I wrote up some additional details on how this was created on my blog: https://jpalmer.dev/2021/05/interactive-git-history/.

If anyone has ideas about milestones that I could add to that would make the timeline more interesting/informative, or any other feedback, please let me know.

Happy to answer any questions here.

3 comments

After a user clicks on the streamgraph, the bottom-left displays information about commits by the corresponding contributor in the corresponding quarter; the contributor name is already a link to their GitHub profiles, but the "changes" count could also be made a link to the actual commits.

These links would have the format:

https://github.com/git/git/commits?author=gitster&since=2005...

or

https://github.com/git/git/commits?author=gitster@pobox.com&...

Oh that's a good idea. Thanks!
This is really cool. I started a project in a similar vein a few years back that I loosely called "What Did I Do" that would allow you to track blame / "ownership" over time. I could write out content to the command line, but once it got to the point of starting to put visualizations into the browser (in fact, I also went the D3 route), I started to lose drive. Finding a way to make it visually appealing escaped me - but you've captured it well here, I think. With the work you've done, can you also represent other repositories, or is this heavily focused on the Git repo specifically?
Thanks!

Yes, it's pretty heavily focused on the git repository, but it could be applied to other repositories with a little difficulty, and with mixed results. The main issues would be:

1. Getting the data. Currently a script needs to be run over the contents of a git repository to gather all of the commit data that's required. GitHub's API for commit data wouldn't allow all of the necessary data to be retrieved in a timely fashion, so that needs to be processed offline.

2. Cleaning the data. In order to link to github accounts I had to manually align commit author data to github profiles, which I wanted to do for this project because seeing a person's profile helped link the effort to the individual. You could throw that away for a different repository, I suppose, and just show the commit author information.

3. Creating milestones. The git milestones are mostly handcrafted (linking to release notes where they exist, etc), so they'd need to be replaced with something that could be generated from the repository or from some other process.
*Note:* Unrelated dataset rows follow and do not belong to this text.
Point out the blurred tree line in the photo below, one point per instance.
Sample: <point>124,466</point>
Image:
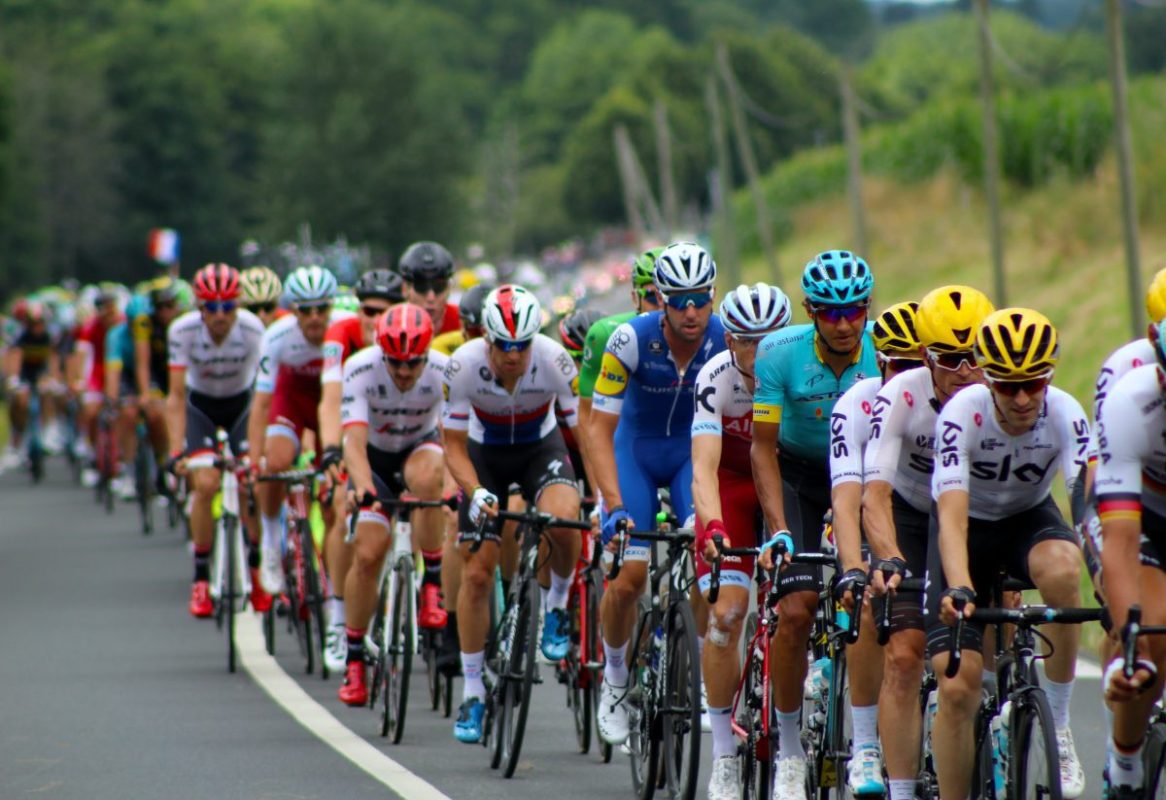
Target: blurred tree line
<point>391,120</point>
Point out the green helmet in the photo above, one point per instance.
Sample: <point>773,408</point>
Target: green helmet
<point>644,267</point>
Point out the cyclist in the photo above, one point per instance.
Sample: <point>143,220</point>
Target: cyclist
<point>286,400</point>
<point>392,444</point>
<point>639,440</point>
<point>897,504</point>
<point>727,504</point>
<point>644,299</point>
<point>500,429</point>
<point>426,268</point>
<point>801,372</point>
<point>1131,502</point>
<point>997,451</point>
<point>374,290</point>
<point>260,289</point>
<point>213,358</point>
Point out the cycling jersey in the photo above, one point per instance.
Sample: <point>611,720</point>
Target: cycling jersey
<point>1005,475</point>
<point>594,346</point>
<point>796,390</point>
<point>724,407</point>
<point>216,370</point>
<point>901,448</point>
<point>477,402</point>
<point>397,420</point>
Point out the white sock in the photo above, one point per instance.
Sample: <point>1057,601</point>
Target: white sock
<point>1124,769</point>
<point>272,532</point>
<point>724,743</point>
<point>789,735</point>
<point>1059,699</point>
<point>864,721</point>
<point>560,587</point>
<point>471,667</point>
<point>615,667</point>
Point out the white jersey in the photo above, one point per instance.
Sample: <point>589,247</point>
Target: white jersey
<point>901,450</point>
<point>724,407</point>
<point>850,429</point>
<point>216,370</point>
<point>395,420</point>
<point>476,400</point>
<point>1131,433</point>
<point>290,359</point>
<point>1003,474</point>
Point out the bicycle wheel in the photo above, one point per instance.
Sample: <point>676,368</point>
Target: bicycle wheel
<point>1034,765</point>
<point>400,653</point>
That said, I do think that it would be interesting to see other repositories in this style. I tried a couple of others just to see the basics, but the results were underwhelming because the structure of the visualizations depends so greatly on activities of the contributors.

Would you use it on other repositories if you could? Which repositories would be interesting to you?
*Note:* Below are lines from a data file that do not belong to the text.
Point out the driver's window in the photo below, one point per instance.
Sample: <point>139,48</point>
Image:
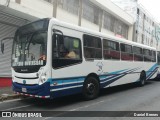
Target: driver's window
<point>66,51</point>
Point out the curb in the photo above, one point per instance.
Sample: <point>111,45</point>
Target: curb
<point>5,97</point>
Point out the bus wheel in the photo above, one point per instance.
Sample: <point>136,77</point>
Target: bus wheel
<point>90,88</point>
<point>142,79</point>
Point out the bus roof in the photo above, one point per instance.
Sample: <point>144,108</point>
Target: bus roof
<point>99,34</point>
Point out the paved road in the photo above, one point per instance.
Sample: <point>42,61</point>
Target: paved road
<point>121,98</point>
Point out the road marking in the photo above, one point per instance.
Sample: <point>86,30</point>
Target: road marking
<point>86,106</point>
<point>17,107</point>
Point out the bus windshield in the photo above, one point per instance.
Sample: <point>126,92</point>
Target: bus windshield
<point>30,46</point>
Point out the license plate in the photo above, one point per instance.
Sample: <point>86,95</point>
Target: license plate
<point>24,90</point>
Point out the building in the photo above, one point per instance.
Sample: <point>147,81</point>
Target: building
<point>99,15</point>
<point>145,26</point>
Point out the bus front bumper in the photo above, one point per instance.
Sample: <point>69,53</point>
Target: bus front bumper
<point>40,91</point>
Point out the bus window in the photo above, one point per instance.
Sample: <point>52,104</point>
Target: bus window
<point>65,51</point>
<point>147,55</point>
<point>153,59</point>
<point>92,47</point>
<point>138,56</point>
<point>158,57</point>
<point>126,52</point>
<point>111,50</point>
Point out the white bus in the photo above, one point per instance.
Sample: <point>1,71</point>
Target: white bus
<point>51,58</point>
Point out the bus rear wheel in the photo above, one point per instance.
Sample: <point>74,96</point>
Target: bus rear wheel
<point>142,79</point>
<point>90,88</point>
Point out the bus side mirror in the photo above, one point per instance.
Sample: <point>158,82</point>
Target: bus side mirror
<point>2,47</point>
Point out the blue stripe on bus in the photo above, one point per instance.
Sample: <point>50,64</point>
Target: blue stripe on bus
<point>63,83</point>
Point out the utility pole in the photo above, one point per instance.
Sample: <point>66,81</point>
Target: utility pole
<point>55,3</point>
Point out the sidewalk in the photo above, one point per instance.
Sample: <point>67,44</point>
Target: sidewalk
<point>6,93</point>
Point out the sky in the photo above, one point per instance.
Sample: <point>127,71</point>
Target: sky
<point>153,6</point>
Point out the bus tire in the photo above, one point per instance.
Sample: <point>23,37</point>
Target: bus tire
<point>142,79</point>
<point>90,88</point>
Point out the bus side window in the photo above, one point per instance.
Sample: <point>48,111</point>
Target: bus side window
<point>111,50</point>
<point>153,56</point>
<point>92,47</point>
<point>147,55</point>
<point>126,52</point>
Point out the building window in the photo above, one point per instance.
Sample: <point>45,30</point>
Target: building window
<point>91,12</point>
<point>109,22</point>
<point>112,24</point>
<point>71,6</point>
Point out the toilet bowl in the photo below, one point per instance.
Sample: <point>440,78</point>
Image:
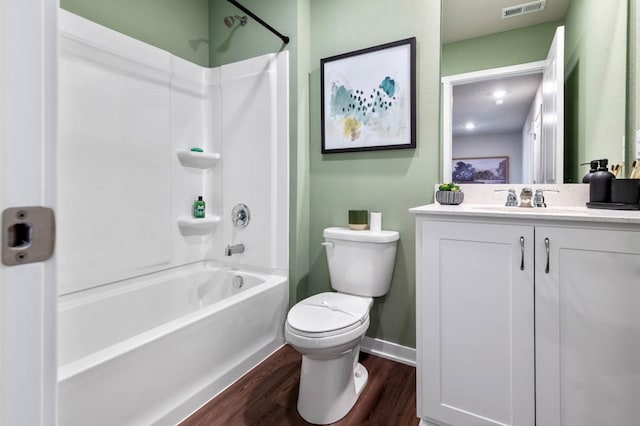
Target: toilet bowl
<point>327,328</point>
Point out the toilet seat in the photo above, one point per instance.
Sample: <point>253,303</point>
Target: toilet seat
<point>328,314</point>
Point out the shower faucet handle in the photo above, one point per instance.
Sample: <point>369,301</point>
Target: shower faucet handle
<point>240,216</point>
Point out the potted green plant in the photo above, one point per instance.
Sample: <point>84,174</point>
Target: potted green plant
<point>449,193</point>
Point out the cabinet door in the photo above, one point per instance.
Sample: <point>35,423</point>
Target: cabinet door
<point>475,324</point>
<point>587,327</point>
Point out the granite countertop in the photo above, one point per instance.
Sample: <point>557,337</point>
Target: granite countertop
<point>567,205</point>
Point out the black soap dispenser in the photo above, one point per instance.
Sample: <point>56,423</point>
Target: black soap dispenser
<point>600,183</point>
<point>593,167</point>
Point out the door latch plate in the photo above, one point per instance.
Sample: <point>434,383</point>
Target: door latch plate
<point>28,235</point>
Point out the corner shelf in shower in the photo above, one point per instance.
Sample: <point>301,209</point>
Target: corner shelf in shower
<point>198,160</point>
<point>200,225</point>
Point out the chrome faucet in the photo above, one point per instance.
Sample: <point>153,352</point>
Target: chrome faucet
<point>234,249</point>
<point>512,200</point>
<point>525,197</point>
<point>538,199</point>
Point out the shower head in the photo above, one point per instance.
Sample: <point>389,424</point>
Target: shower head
<point>230,20</point>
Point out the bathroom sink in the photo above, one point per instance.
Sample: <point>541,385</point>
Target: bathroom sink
<point>572,211</point>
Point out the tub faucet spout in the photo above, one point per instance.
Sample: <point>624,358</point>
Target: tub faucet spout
<point>236,248</point>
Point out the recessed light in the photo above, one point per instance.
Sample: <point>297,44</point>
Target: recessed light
<point>499,94</point>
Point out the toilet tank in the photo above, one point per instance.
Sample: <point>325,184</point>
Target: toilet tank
<point>360,262</point>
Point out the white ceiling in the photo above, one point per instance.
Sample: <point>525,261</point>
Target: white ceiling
<point>463,19</point>
<point>475,102</point>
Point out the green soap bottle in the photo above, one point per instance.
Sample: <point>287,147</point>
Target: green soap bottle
<point>198,208</point>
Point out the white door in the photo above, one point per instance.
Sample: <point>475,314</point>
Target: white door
<point>28,303</point>
<point>553,111</point>
<point>587,327</point>
<point>475,324</point>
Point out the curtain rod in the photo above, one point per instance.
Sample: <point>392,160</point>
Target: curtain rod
<point>284,38</point>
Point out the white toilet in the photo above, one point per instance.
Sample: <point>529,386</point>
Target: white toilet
<point>327,328</point>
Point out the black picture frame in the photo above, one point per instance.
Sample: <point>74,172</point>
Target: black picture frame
<point>368,98</point>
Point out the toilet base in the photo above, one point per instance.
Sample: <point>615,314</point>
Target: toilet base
<point>329,388</point>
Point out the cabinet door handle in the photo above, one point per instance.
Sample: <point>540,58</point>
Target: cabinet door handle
<point>522,253</point>
<point>546,246</point>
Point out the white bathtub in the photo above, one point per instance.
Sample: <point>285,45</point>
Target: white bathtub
<point>153,350</point>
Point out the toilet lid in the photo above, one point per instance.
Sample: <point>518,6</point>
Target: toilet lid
<point>326,312</point>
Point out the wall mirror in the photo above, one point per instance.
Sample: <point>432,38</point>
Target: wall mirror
<point>477,41</point>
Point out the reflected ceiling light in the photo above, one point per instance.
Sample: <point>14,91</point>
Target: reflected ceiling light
<point>499,94</point>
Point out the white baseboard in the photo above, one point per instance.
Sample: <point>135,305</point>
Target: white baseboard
<point>389,350</point>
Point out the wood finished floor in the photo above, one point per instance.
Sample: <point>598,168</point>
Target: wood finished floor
<point>267,396</point>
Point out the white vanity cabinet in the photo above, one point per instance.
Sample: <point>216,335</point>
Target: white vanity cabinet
<point>527,320</point>
<point>587,326</point>
<point>475,323</point>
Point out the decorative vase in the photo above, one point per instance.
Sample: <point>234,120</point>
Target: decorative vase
<point>449,197</point>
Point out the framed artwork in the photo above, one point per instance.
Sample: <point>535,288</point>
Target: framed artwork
<point>480,170</point>
<point>368,98</point>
1. That's basically what I wrote :) although I collected different info. It can be really time intensive for bigger / older repositories...

2. Just going off commit author / email (and then corresponding gravatar) seems like enough. I get hand tailoring for something like this, but for a more "general purpose / throw a repo at me and I'll figure it out," I think using whatever you get is ok

3. Could try using tags for this, or I think specifically from Github, milestones / releases are stored differently? Don't know. I feel like this could also be an "include if present or ignore," although I do appreciate how it breaks up the history into a timeline

I don't have any specific projects in mind - for my own playing, I just used my own personal / work repos that I had available on my computer. I think the bigger, popular projects like Angular, React, or even language projects .NET Core or TypeScript could be interesting. I don't know if they would make great graphs or not though, I imagine it would be largely trial and error.

Neat! Thanks for sharing.

>Note: This visualization was designed for screens larger than 1024 x 1024 and for desktop-style interactions.
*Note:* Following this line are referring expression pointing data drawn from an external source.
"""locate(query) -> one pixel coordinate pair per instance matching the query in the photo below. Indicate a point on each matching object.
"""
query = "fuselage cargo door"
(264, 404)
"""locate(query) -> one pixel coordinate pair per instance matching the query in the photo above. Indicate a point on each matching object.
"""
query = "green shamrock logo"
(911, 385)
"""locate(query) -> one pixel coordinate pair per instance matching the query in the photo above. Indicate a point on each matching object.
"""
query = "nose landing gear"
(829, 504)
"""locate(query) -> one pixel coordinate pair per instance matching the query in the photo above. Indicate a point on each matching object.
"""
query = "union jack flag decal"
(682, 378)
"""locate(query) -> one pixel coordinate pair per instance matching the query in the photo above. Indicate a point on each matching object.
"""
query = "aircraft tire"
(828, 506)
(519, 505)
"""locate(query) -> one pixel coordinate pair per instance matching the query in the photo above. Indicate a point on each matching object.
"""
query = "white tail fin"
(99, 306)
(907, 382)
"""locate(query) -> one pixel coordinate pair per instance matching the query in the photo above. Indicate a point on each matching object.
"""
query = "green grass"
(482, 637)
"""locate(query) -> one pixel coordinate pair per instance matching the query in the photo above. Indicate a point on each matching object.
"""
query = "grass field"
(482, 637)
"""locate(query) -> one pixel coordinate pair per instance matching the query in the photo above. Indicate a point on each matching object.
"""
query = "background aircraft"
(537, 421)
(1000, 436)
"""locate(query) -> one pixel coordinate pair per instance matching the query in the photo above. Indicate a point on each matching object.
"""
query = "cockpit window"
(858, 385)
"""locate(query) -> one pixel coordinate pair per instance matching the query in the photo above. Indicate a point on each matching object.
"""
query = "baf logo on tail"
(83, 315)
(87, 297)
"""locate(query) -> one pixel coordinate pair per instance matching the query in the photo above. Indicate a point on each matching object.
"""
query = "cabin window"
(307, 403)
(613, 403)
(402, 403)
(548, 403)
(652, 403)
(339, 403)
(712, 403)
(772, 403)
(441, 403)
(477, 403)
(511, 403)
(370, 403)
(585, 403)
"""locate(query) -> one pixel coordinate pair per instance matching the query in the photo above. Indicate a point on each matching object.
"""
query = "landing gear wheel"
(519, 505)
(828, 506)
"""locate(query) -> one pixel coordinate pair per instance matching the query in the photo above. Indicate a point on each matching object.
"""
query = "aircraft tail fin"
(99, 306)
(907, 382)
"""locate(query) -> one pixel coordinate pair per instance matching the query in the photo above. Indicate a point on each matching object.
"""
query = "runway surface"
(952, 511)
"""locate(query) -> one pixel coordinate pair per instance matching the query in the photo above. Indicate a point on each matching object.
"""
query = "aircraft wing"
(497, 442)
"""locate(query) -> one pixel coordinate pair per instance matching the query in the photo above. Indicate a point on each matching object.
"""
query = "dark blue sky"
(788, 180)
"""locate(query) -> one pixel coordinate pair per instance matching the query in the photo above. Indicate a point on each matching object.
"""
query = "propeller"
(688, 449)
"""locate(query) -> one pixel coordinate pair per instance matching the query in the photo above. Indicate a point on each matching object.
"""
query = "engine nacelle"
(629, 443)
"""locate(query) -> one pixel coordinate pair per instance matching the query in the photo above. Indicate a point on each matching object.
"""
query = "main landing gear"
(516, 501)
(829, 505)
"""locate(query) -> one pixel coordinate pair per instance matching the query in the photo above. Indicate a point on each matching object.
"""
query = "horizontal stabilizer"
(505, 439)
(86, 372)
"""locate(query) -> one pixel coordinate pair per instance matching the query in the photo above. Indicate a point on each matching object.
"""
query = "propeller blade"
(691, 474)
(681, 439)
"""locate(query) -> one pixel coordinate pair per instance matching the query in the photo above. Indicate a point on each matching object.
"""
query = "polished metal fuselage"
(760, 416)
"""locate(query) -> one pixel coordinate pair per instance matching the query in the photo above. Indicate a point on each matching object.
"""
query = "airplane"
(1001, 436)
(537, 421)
Why am I getting this warning on my 4K UHD display? Both Firefox 89 and Chrome 91 on Ubuntu.

Because I am terrible at making CSS do what I want, unfortunately.

Seriously, though, I think I do some type of aspect ratio check - maybe that's the culprit.

Ah, so not sure how you're checking, but it looks like your thresholds might be just too aggressive: it looks like my window.innerHeight < 1024 [1] and that's probably triggering the warning.